Post-selection inference with a single realization of a network
Ethan Ancell, Daniela Witten, Daniel Kessler
TL;DR
The paper tackles post-selection inference for parameters defined from a single network realization by splitting the data into train and test networks via data thinning ($A^{(tr)}$, $A^{(te)}$) for Gaussian/Poisson edges or data fission for Bernoulli edges. It defines a data-driven target parameter based on estimated communities and provides selective confidence intervals that account for the data-dependent parameter selection, with finite-sample results for Gaussian edges and asymptotic results for Poisson and Bernoulli edges. The authors validate the approach with simulations under SBM-like setups and apply it to dolphin relationship data, showing meaningful within-vs-between connectivity differences under appropriate splits. The framework is model-agnostic beyond edge independence and distributional family, and comes with software to implement the procedure.
Abstract
Given a dataset consisting of a single realization of a network, we consider conducting inference on a parameter selected from the data.

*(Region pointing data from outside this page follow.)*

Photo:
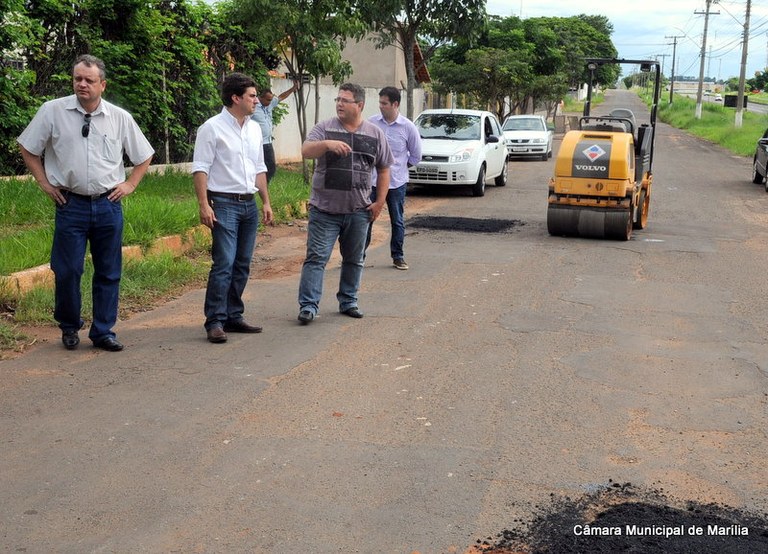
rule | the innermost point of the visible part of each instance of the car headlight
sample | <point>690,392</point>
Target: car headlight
<point>462,156</point>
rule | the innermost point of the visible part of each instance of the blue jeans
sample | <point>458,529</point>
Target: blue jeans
<point>234,238</point>
<point>100,223</point>
<point>322,232</point>
<point>396,208</point>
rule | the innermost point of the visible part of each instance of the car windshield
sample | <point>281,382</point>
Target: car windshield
<point>524,124</point>
<point>449,126</point>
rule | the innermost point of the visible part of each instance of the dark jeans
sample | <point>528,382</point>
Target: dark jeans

In particular, we focus on the setting where the parameter of interest is a linear combination of the mean connectivities within and between estimated communities. Inference in this setting poses a challenge, since the communities are themselves estimated from the data. Furthermore, since only a single realization of the network is available, sample splitting is not possible. In this paper, we show that it is possible to split a single realization of a network consisting of $n$ nodes into two (or more) networks involving the same $n$ nodes; the first network can be used to select a data-driven parameter, and the second to conduct inference on that parameter. In the case of weighted networks with Poisson or Gaussian edges, we obtain two independent realizations of the network; by contrast, in the case of Bernoulli edges, the two realizations are dependent, and so extra care is required. We establish the theoretical properties of our estimators, in the sense of confidence intervals that attain the nominal (selective) coverage, and demonstrate their utility in numerical simulations and in application to a dataset representing the relationships among dolphins in Doubtful Sound, New Zealand.